Während Salam seine Übungen mit Sarah fortführt, erzählt der Vater, was passiert ist:
„Es war am 20. April dieses Jahres. Einige Kämpfer nahmen uns gefangen, um uns als menschliche Schutzschilde zu benutzen. Wir wurden in einen Raum in einem verlassen wirkenden Haus gebracht. Auf einmal war da eine große Explosion. Ich habe keine Ahnung, ob sie von einem Panzer oder einem Flugzeug kam."

Alles, woran ich mich erinnere, sind die Schmerzen und das viele Blut. Mein Auge wurde verletzt, und Sarah wurde schwer am Bein getroffen.“

Sarah und ihr Vater wurden zunächst ins Allgemeinkrankenhaus von Mossul gebracht, wo das Mädchen operiert wurde. „Doch bei der erstbesten Gelegenheit flohen wir aus der Stadt“, sagt er. „Wir waren in drei verschiedenen Krankenhäusern, bevor wir hierher kamen.“ Der frühere Englischlehrer scheint überwältigt von den Ereignissen, die sein Leben in den letzten Wochen und Jahren bestimmten. Sein altes Leben und die Erinnerung an die Schule, in der er einst als Lehrer arbeitete, sind für ihn immer noch ganz präsent. „Es gibt keine Worte, mit denen man die letzten Jahre in Mossul beschreiben könnte. Doch was für mich am schwersten zu ertragen ist, sind die Auswirkungen des Krieges auf das Leben der Kinder, auf das meiner Tochter. Kaum eines der Kinder war seit 2014 überhaupt in der Schule. Und wenn sie gingen, dann wurden sie massiv ideologisch beeinflusst. Ich wollte nicht, dass Sarah das durchmachen muss, daher unterrichtete ich sie zuhause. Sie ist wirklich klug und liebt es, zu zeichnen und zu lernen.“

Dann erzählt Sarahs Vater von den Problemen im Alltag in Mossul und wie schwer es war, das Haus nicht verlassen zu können.
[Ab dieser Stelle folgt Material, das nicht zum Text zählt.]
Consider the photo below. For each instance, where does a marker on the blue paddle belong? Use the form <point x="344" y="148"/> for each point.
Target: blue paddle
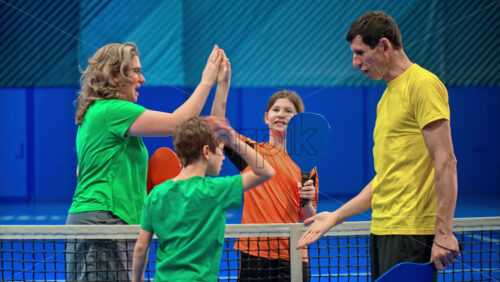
<point x="409" y="272"/>
<point x="307" y="142"/>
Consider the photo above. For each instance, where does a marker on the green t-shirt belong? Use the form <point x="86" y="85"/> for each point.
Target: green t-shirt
<point x="189" y="217"/>
<point x="112" y="165"/>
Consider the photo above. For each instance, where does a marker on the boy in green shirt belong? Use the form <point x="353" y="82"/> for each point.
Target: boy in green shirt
<point x="188" y="212"/>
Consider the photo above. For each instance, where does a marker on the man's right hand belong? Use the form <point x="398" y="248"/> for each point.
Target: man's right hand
<point x="322" y="223"/>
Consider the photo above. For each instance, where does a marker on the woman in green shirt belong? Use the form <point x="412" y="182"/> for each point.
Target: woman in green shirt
<point x="112" y="158"/>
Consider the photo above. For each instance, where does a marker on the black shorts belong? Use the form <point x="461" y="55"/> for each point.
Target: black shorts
<point x="264" y="269"/>
<point x="388" y="250"/>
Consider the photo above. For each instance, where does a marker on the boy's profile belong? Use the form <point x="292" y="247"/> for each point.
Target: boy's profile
<point x="188" y="212"/>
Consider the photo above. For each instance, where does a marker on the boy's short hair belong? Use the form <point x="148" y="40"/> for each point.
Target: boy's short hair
<point x="372" y="26"/>
<point x="190" y="137"/>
„Wir haben uns fast nie aus dem Haus gewagt. Wir waren wie Gefangene. Ich habe nicht mehr unterrichtet. Stellt euch vor, wie es ist, zwei Jahre lang kein Geld zu verdienen. Das Leben war wirklich hart. Aber ich habe mir immer gesagt: Das wird nicht ewig so weitergehen. Nur so haben wir es geschafft, so lange durchzuhalten.“

Mittlerweile sind Sarahs Reha-Übungen für diesen Tag fast beendet. „Wir werden nach Mossul zurückgehen, sobald meine Tochter wieder vollständig genesen ist“, fügt der Vater noch hinzu. „Wir haben unser ganzes Leben zurückgelassen, nicht nur unser Haus. Ich will wieder unterrichten, wenn die Schulen wieder öffnen. Das ist mir sehr wichtig – für mich und für die Zukunft der Kinder. Ich will alles Erdenkliche dafür tun, dass das, was uns passiert ist, nie wieder passieren wird.“

 

Sarah während ihrer Physiotherapie-Stunde mit Salam. © T. Mayer / Handicap International

 

Die Notlage in Mossul:
Die Kämpfe zwischen bewaffneten Gruppen und den Regierungstruppen im Irak haben in den letzten Jahren die Vertreibung von mehr als drei Millionen Menschen verursacht. Schätzungen zufolge benötigen bereits elf Millionen Menschen im Irak humanitäre Hilfe. Durch die Offensive von Mossul sehen sich die internationalen Organisationen mit einer nie da gewesenen Herausforderung konfrontiert. Über 500.000 Menschen sind seit Oktober letzten Jahres vor den Kämpfen geflohen.